For instance, you can save a data summary like this:
Then drag and drop it into the ask window and add something like:
How can I statistically test the relationship between pres.topa and CB_cover? Here are the first 6 rows of data
7.4.4 Improving our initial prompt by attaching domain knowledge
You can further improve the response by attaching a trusted resource. e.g. save this webpage on count models for ecology to your computer. Then you can attach the html file. That turned out to be a bit slow to compute (file too large?). Would be better if we had in plain text (e.g. copy and paste the text to a file, or use an extraction tool to extract text from the html).
If you installed the websearch tool (which will likely become default in future) then you could add a prompt like this:
How can I statistically test the relationship between pres.topa and CB_cover? Here are the first 6 rows of data. pres.topa is my response and it is count data. Use @websearch to find robust recommendations for ecologists to analyse count data before proceeding with your recomemndations.
That worked well for me. I then followed up with:
Great. Evaluate the robustness of each suggestoin on a 1-10 scale
And it gave me a nice summary suggesting to try overdispersion models first (which is a good suggestion).
The absolute best practice would be to give the assistant all the context for your study and observational design. Let’s see how doing that can work in our favour when planning implementation.
7.5 Planning implementation
The other main way to use Ask mode is for help in implementing an analysis. Many of our workflows are complex and involve multiple data wrangling steps.

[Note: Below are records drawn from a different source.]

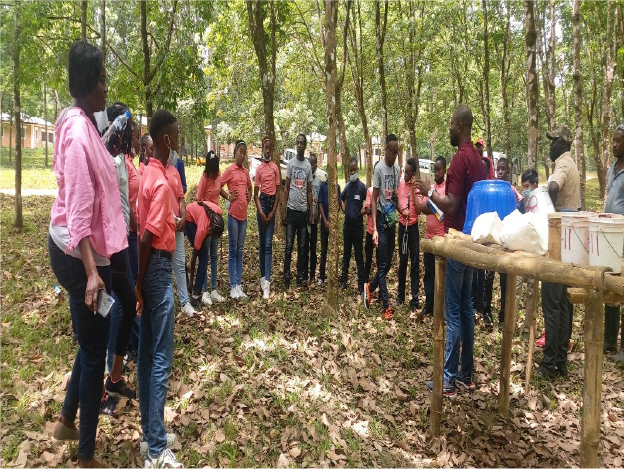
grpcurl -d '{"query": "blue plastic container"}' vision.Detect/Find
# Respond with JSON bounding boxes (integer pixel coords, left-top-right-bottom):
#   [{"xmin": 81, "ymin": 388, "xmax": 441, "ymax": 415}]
[{"xmin": 462, "ymin": 179, "xmax": 516, "ymax": 235}]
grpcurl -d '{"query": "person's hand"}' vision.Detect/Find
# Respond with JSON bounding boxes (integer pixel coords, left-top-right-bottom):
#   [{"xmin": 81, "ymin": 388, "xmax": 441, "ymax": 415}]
[
  {"xmin": 416, "ymin": 180, "xmax": 432, "ymax": 196},
  {"xmin": 135, "ymin": 285, "xmax": 143, "ymax": 317},
  {"xmin": 85, "ymin": 271, "xmax": 106, "ymax": 314}
]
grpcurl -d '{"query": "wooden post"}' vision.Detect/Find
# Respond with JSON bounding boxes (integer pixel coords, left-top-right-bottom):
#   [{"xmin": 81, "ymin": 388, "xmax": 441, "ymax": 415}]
[
  {"xmin": 499, "ymin": 274, "xmax": 516, "ymax": 417},
  {"xmin": 525, "ymin": 279, "xmax": 539, "ymax": 396},
  {"xmin": 579, "ymin": 290, "xmax": 603, "ymax": 469},
  {"xmin": 430, "ymin": 256, "xmax": 447, "ymax": 436}
]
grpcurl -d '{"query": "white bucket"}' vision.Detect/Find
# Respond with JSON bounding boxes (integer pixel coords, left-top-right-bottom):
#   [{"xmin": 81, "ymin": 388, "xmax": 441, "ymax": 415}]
[
  {"xmin": 560, "ymin": 212, "xmax": 595, "ymax": 265},
  {"xmin": 588, "ymin": 213, "xmax": 625, "ymax": 274}
]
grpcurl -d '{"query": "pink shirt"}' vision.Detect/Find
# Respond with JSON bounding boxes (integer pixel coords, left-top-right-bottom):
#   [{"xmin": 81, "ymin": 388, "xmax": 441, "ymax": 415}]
[
  {"xmin": 397, "ymin": 178, "xmax": 421, "ymax": 226},
  {"xmin": 50, "ymin": 107, "xmax": 128, "ymax": 257},
  {"xmin": 187, "ymin": 200, "xmax": 223, "ymax": 251},
  {"xmin": 221, "ymin": 163, "xmax": 252, "ymax": 221},
  {"xmin": 138, "ymin": 158, "xmax": 176, "ymax": 252},
  {"xmin": 423, "ymin": 181, "xmax": 447, "ymax": 239},
  {"xmin": 365, "ymin": 187, "xmax": 373, "ymax": 235},
  {"xmin": 254, "ymin": 161, "xmax": 280, "ymax": 195},
  {"xmin": 165, "ymin": 164, "xmax": 184, "ymax": 217},
  {"xmin": 195, "ymin": 173, "xmax": 221, "ymax": 204}
]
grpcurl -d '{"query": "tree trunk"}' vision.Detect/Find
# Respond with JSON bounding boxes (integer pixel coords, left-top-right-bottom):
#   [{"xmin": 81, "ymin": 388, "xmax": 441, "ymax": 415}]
[
  {"xmin": 375, "ymin": 0, "xmax": 388, "ymax": 141},
  {"xmin": 323, "ymin": 0, "xmax": 339, "ymax": 314},
  {"xmin": 573, "ymin": 0, "xmax": 584, "ymax": 210},
  {"xmin": 13, "ymin": 11, "xmax": 24, "ymax": 228},
  {"xmin": 525, "ymin": 0, "xmax": 538, "ymax": 169},
  {"xmin": 80, "ymin": 0, "xmax": 88, "ymax": 41}
]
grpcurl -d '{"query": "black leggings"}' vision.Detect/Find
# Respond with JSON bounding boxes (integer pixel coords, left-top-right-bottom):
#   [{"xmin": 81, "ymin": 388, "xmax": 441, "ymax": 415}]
[{"xmin": 111, "ymin": 251, "xmax": 137, "ymax": 356}]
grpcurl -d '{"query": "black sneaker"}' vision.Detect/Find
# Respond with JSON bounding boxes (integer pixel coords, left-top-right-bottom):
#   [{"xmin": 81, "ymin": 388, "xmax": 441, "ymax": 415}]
[
  {"xmin": 104, "ymin": 375, "xmax": 137, "ymax": 399},
  {"xmin": 100, "ymin": 392, "xmax": 118, "ymax": 415}
]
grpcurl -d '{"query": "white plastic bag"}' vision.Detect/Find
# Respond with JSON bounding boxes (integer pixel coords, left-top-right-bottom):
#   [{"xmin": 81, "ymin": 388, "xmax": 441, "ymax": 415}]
[
  {"xmin": 499, "ymin": 210, "xmax": 549, "ymax": 256},
  {"xmin": 471, "ymin": 212, "xmax": 501, "ymax": 244}
]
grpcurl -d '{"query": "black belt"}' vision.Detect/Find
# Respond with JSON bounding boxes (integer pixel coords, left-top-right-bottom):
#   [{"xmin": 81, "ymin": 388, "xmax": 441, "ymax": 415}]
[{"xmin": 150, "ymin": 248, "xmax": 171, "ymax": 260}]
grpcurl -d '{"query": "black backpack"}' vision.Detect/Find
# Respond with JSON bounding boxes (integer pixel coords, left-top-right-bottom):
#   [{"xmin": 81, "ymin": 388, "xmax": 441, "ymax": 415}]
[{"xmin": 198, "ymin": 201, "xmax": 224, "ymax": 238}]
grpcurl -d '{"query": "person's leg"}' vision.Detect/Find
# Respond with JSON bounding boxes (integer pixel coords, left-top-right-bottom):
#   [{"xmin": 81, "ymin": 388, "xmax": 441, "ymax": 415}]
[
  {"xmin": 144, "ymin": 257, "xmax": 173, "ymax": 458},
  {"xmin": 283, "ymin": 208, "xmax": 295, "ymax": 288},
  {"xmin": 397, "ymin": 223, "xmax": 409, "ymax": 304},
  {"xmin": 423, "ymin": 252, "xmax": 435, "ymax": 314},
  {"xmin": 408, "ymin": 223, "xmax": 420, "ymax": 310}
]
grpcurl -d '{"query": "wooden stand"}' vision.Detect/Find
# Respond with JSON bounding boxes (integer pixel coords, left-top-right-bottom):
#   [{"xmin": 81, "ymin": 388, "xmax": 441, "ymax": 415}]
[{"xmin": 430, "ymin": 256, "xmax": 447, "ymax": 436}]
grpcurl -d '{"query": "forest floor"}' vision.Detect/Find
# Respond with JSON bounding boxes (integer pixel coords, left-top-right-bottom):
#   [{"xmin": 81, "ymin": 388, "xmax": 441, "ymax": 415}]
[{"xmin": 0, "ymin": 156, "xmax": 624, "ymax": 468}]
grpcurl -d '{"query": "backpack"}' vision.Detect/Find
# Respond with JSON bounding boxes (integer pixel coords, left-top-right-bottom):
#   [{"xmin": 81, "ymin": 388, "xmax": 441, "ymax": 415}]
[{"xmin": 198, "ymin": 201, "xmax": 224, "ymax": 238}]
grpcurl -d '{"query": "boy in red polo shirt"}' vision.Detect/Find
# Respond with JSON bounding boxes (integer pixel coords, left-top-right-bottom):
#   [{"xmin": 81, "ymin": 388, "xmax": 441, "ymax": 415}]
[{"xmin": 136, "ymin": 110, "xmax": 183, "ymax": 469}]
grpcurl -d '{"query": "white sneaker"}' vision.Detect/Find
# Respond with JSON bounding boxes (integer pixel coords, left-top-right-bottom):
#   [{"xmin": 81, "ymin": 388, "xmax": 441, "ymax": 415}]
[
  {"xmin": 139, "ymin": 433, "xmax": 176, "ymax": 456},
  {"xmin": 202, "ymin": 291, "xmax": 213, "ymax": 306},
  {"xmin": 181, "ymin": 301, "xmax": 196, "ymax": 318},
  {"xmin": 211, "ymin": 290, "xmax": 226, "ymax": 303}
]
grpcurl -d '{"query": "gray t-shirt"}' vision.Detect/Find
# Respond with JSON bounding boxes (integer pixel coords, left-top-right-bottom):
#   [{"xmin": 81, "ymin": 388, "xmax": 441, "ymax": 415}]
[
  {"xmin": 605, "ymin": 163, "xmax": 624, "ymax": 215},
  {"xmin": 373, "ymin": 161, "xmax": 399, "ymax": 212},
  {"xmin": 286, "ymin": 158, "xmax": 312, "ymax": 212}
]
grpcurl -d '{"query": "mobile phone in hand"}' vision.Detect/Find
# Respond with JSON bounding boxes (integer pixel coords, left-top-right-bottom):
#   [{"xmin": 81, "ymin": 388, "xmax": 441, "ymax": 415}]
[{"xmin": 98, "ymin": 290, "xmax": 115, "ymax": 318}]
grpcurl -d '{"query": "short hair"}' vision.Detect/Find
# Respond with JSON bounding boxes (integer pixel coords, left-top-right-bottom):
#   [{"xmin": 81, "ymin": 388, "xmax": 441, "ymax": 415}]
[
  {"xmin": 386, "ymin": 134, "xmax": 399, "ymax": 145},
  {"xmin": 406, "ymin": 158, "xmax": 417, "ymax": 173},
  {"xmin": 67, "ymin": 41, "xmax": 104, "ymax": 98},
  {"xmin": 150, "ymin": 109, "xmax": 177, "ymax": 143},
  {"xmin": 521, "ymin": 169, "xmax": 538, "ymax": 184}
]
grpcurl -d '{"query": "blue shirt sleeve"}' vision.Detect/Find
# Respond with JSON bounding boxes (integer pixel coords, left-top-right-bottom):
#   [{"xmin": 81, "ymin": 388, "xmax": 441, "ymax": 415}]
[{"xmin": 176, "ymin": 157, "xmax": 187, "ymax": 194}]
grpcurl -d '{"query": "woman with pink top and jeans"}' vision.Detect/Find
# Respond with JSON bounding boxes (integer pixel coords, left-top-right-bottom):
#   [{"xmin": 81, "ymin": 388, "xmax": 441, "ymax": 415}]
[{"xmin": 48, "ymin": 41, "xmax": 128, "ymax": 469}]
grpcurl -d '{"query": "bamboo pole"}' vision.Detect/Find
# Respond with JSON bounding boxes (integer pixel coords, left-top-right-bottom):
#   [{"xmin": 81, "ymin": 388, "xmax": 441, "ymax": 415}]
[
  {"xmin": 499, "ymin": 274, "xmax": 516, "ymax": 417},
  {"xmin": 430, "ymin": 256, "xmax": 447, "ymax": 436},
  {"xmin": 525, "ymin": 280, "xmax": 539, "ymax": 396},
  {"xmin": 579, "ymin": 291, "xmax": 603, "ymax": 469}
]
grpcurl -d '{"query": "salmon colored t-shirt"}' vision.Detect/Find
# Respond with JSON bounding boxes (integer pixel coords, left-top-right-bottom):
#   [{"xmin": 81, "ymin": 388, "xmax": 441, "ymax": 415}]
[
  {"xmin": 397, "ymin": 178, "xmax": 421, "ymax": 226},
  {"xmin": 187, "ymin": 200, "xmax": 223, "ymax": 251},
  {"xmin": 195, "ymin": 172, "xmax": 221, "ymax": 204},
  {"xmin": 165, "ymin": 164, "xmax": 184, "ymax": 217},
  {"xmin": 221, "ymin": 163, "xmax": 252, "ymax": 221},
  {"xmin": 138, "ymin": 158, "xmax": 176, "ymax": 253},
  {"xmin": 254, "ymin": 161, "xmax": 280, "ymax": 195}
]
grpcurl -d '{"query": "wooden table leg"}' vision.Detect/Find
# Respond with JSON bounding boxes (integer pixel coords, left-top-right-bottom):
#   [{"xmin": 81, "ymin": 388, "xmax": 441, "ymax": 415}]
[
  {"xmin": 579, "ymin": 291, "xmax": 604, "ymax": 469},
  {"xmin": 430, "ymin": 256, "xmax": 447, "ymax": 436},
  {"xmin": 499, "ymin": 274, "xmax": 516, "ymax": 417}
]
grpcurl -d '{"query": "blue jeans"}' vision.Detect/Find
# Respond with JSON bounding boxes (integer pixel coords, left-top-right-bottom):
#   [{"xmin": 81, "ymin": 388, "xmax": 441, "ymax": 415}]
[
  {"xmin": 171, "ymin": 231, "xmax": 189, "ymax": 307},
  {"xmin": 443, "ymin": 259, "xmax": 475, "ymax": 385},
  {"xmin": 228, "ymin": 215, "xmax": 247, "ymax": 289},
  {"xmin": 137, "ymin": 254, "xmax": 174, "ymax": 458},
  {"xmin": 48, "ymin": 237, "xmax": 111, "ymax": 459},
  {"xmin": 184, "ymin": 221, "xmax": 208, "ymax": 296},
  {"xmin": 256, "ymin": 194, "xmax": 276, "ymax": 282},
  {"xmin": 369, "ymin": 210, "xmax": 395, "ymax": 309}
]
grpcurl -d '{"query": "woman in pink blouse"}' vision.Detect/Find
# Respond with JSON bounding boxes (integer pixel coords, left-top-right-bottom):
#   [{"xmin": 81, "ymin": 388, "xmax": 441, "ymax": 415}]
[{"xmin": 48, "ymin": 41, "xmax": 128, "ymax": 469}]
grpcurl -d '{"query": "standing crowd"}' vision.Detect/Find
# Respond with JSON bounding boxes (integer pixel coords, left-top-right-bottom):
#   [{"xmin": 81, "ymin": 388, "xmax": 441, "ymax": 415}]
[{"xmin": 48, "ymin": 42, "xmax": 623, "ymax": 469}]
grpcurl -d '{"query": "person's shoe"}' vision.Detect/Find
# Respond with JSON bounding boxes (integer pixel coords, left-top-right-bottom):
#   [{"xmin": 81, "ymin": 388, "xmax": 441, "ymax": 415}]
[
  {"xmin": 211, "ymin": 290, "xmax": 226, "ymax": 303},
  {"xmin": 52, "ymin": 420, "xmax": 79, "ymax": 443},
  {"xmin": 536, "ymin": 364, "xmax": 556, "ymax": 380},
  {"xmin": 456, "ymin": 376, "xmax": 475, "ymax": 392},
  {"xmin": 104, "ymin": 375, "xmax": 137, "ymax": 399},
  {"xmin": 202, "ymin": 291, "xmax": 213, "ymax": 306},
  {"xmin": 362, "ymin": 283, "xmax": 371, "ymax": 309},
  {"xmin": 144, "ymin": 448, "xmax": 184, "ymax": 469},
  {"xmin": 139, "ymin": 433, "xmax": 176, "ymax": 458},
  {"xmin": 536, "ymin": 334, "xmax": 545, "ymax": 348},
  {"xmin": 100, "ymin": 392, "xmax": 118, "ymax": 415},
  {"xmin": 428, "ymin": 381, "xmax": 458, "ymax": 401},
  {"xmin": 180, "ymin": 301, "xmax": 197, "ymax": 318}
]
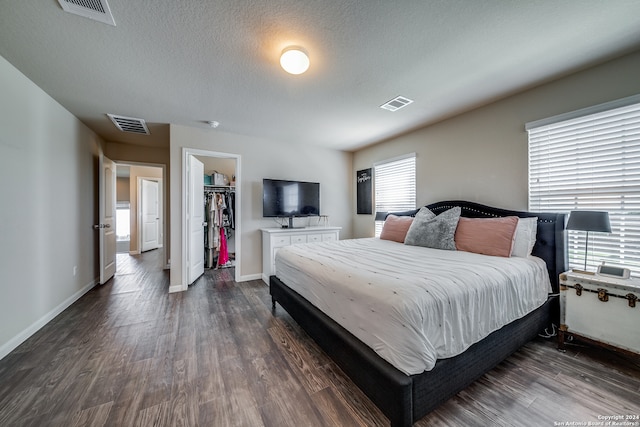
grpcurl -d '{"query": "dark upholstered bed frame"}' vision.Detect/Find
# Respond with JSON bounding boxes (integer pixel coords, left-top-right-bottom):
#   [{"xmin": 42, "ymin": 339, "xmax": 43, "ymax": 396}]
[{"xmin": 269, "ymin": 201, "xmax": 567, "ymax": 427}]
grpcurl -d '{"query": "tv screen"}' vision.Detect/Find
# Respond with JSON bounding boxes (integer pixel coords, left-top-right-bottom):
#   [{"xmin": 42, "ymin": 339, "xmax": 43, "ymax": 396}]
[{"xmin": 262, "ymin": 178, "xmax": 320, "ymax": 217}]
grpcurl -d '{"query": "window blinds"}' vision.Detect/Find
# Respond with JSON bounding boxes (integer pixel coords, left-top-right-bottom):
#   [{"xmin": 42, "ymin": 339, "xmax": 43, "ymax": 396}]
[
  {"xmin": 373, "ymin": 153, "xmax": 416, "ymax": 237},
  {"xmin": 527, "ymin": 97, "xmax": 640, "ymax": 276}
]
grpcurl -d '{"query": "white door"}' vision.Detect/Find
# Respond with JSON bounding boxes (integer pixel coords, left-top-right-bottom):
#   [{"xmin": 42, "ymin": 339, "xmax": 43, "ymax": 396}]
[
  {"xmin": 93, "ymin": 155, "xmax": 116, "ymax": 285},
  {"xmin": 187, "ymin": 156, "xmax": 206, "ymax": 285},
  {"xmin": 140, "ymin": 179, "xmax": 160, "ymax": 252}
]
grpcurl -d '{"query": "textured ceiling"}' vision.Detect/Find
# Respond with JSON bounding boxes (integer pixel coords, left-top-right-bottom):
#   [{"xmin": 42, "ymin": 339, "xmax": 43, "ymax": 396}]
[{"xmin": 0, "ymin": 0, "xmax": 640, "ymax": 150}]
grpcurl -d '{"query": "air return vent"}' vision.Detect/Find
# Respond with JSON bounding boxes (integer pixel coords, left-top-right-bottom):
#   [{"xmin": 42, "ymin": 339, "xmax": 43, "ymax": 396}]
[
  {"xmin": 107, "ymin": 114, "xmax": 150, "ymax": 135},
  {"xmin": 380, "ymin": 96, "xmax": 413, "ymax": 111},
  {"xmin": 58, "ymin": 0, "xmax": 116, "ymax": 27}
]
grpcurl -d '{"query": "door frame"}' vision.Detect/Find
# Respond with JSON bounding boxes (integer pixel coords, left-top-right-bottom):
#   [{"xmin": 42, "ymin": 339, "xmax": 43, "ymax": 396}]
[
  {"xmin": 98, "ymin": 153, "xmax": 117, "ymax": 285},
  {"xmin": 114, "ymin": 160, "xmax": 171, "ymax": 270},
  {"xmin": 181, "ymin": 147, "xmax": 242, "ymax": 292},
  {"xmin": 136, "ymin": 176, "xmax": 165, "ymax": 253}
]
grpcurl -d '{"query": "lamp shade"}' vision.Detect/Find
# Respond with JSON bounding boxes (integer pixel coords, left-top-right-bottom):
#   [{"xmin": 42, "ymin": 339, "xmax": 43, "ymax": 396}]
[
  {"xmin": 567, "ymin": 210, "xmax": 611, "ymax": 233},
  {"xmin": 376, "ymin": 212, "xmax": 389, "ymax": 221}
]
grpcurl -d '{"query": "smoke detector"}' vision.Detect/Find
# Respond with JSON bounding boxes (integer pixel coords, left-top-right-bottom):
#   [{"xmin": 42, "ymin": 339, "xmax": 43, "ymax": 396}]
[
  {"xmin": 380, "ymin": 96, "xmax": 413, "ymax": 111},
  {"xmin": 58, "ymin": 0, "xmax": 116, "ymax": 27}
]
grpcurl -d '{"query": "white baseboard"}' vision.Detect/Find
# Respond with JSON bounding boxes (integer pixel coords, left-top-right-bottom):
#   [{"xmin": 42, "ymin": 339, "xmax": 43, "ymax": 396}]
[
  {"xmin": 169, "ymin": 285, "xmax": 188, "ymax": 294},
  {"xmin": 239, "ymin": 273, "xmax": 262, "ymax": 282},
  {"xmin": 0, "ymin": 278, "xmax": 100, "ymax": 359}
]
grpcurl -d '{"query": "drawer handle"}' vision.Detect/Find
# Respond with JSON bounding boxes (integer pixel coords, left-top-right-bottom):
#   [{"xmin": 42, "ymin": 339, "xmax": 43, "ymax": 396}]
[
  {"xmin": 574, "ymin": 283, "xmax": 582, "ymax": 296},
  {"xmin": 598, "ymin": 288, "xmax": 609, "ymax": 302}
]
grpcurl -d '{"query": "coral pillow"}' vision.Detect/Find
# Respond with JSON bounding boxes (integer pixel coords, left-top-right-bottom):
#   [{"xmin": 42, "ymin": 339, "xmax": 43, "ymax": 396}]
[
  {"xmin": 380, "ymin": 215, "xmax": 413, "ymax": 243},
  {"xmin": 455, "ymin": 216, "xmax": 518, "ymax": 257}
]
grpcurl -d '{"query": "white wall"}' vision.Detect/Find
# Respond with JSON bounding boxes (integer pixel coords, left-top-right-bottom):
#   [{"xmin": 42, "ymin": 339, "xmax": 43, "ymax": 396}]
[
  {"xmin": 353, "ymin": 52, "xmax": 640, "ymax": 237},
  {"xmin": 0, "ymin": 57, "xmax": 101, "ymax": 357},
  {"xmin": 170, "ymin": 125, "xmax": 355, "ymax": 287}
]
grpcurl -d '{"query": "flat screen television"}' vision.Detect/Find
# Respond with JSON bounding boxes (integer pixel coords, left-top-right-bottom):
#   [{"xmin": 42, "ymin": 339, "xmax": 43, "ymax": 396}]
[{"xmin": 262, "ymin": 178, "xmax": 320, "ymax": 228}]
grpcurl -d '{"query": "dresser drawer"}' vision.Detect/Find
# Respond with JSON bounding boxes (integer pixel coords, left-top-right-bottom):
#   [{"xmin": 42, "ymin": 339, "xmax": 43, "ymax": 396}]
[
  {"xmin": 271, "ymin": 236, "xmax": 291, "ymax": 248},
  {"xmin": 307, "ymin": 233, "xmax": 322, "ymax": 243},
  {"xmin": 291, "ymin": 234, "xmax": 307, "ymax": 244},
  {"xmin": 322, "ymin": 233, "xmax": 338, "ymax": 242}
]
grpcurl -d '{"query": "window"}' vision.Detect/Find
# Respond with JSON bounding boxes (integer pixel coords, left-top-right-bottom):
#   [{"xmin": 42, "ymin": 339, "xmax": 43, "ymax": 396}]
[
  {"xmin": 373, "ymin": 153, "xmax": 416, "ymax": 237},
  {"xmin": 527, "ymin": 95, "xmax": 640, "ymax": 276}
]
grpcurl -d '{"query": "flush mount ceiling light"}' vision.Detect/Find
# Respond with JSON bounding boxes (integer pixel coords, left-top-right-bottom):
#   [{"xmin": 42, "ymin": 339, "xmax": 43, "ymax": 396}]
[{"xmin": 280, "ymin": 46, "xmax": 309, "ymax": 74}]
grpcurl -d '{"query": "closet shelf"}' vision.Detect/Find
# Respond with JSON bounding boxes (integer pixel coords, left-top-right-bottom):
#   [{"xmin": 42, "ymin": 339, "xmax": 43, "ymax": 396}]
[{"xmin": 204, "ymin": 184, "xmax": 236, "ymax": 191}]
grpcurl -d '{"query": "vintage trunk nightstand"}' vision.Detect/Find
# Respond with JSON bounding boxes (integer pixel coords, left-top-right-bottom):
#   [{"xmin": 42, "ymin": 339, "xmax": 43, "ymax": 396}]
[{"xmin": 558, "ymin": 271, "xmax": 640, "ymax": 355}]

To get the best out of GC I recommend creating a detailed README.md file with project context. Let’s try that and use it to plan our project.
Save the README.md that his here to a local file. (Remember that we are going to be using this as a prompt, so read it first).
Now you can attach it (or open it then click new chat). Given all the context you’ve provided you can just write something simple like:
Help me plan R code to implement this analysis.
Or
Help me plan the workflow and scripts to implement this analysis
I did this. It suggested both code (that looked approximatley correct) and the directory structure, sticking to my guideline in the readme about being modular.
You should iterative with Ask mode to if there are any refinements you want.
Let’s move onto edit mode to see how to put this plan to action.